1. Chris Carpenter -- Why is Chris Carpenter the most frightening Cardinal, you ask? Simple. Chris Carpenter is fucking crazy. I'm not joking. We've all seen it. Forget Julio Lugo and his crazy eyes, Carp can stop your heart just by staring at you. He's 6'6", used to play hockey, and completely, utterly insane. In short, Chris Carpenter is like Michael Myers. It's no coincidence his favorite pitch is the cutter. (Thank you! I'll be here all week!) We all saw what Carpenter did to Brendan Ryan the other day for delaying him by literally 30 seconds, and that's his teammate. Just imagine what he would do to someone he really doesn't like. 

There are plenty of other guys on this Cardinal team I wouldn't want to fight. Jason LaRue just barely missed out because I'm not nearly as afraid of him now as I was when he still had the mullet and horseshoe 'stache. He did take a kick in the face with baseball cleats and it just made him mad, so he does get some serious bonus points for that. Albert Pujols could kill you with just one of his fingers, but he seems to be well in control of his powers. I'd be a little afraid of Jon Jay, only because I would bet every single punch he throws lands somehow, no matter how you try to block it.
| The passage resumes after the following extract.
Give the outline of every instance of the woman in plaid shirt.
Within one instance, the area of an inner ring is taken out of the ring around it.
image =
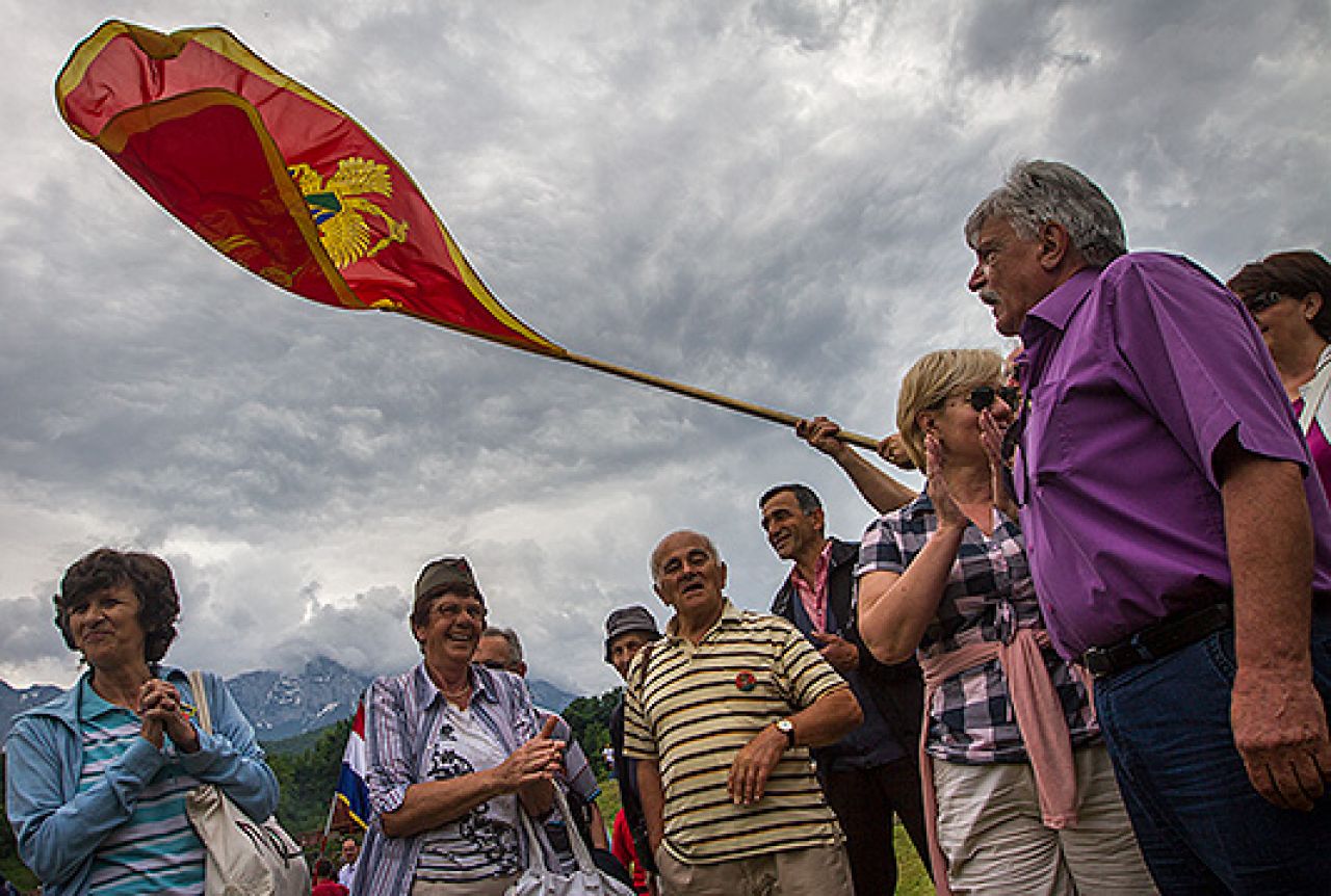
[[[897,426],[928,486],[864,535],[860,631],[882,662],[918,651],[925,672],[940,892],[1151,893],[1083,676],[1049,646],[1002,486],[1016,405],[994,351],[934,351],[906,373]]]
​​(We'll call it batting average on punches in face, and his would have to be unsustainably high.) Mitchell Boggs might be a pretty tough guy, but he's got that bearded southern dandy thing going on at the moment, so I picture him fighting like John L. Sullivan, and I think I could handle that. 

In the end, though, I think we can all agree it's probably a good thing Scott Rolen didn't really make Carpenter angry the other night, or the Reds would now be looking for a new third baseman and the Cards would be trying to figure out if Chris Carpenter can pitch with that Hannibal Lecter mask thing on.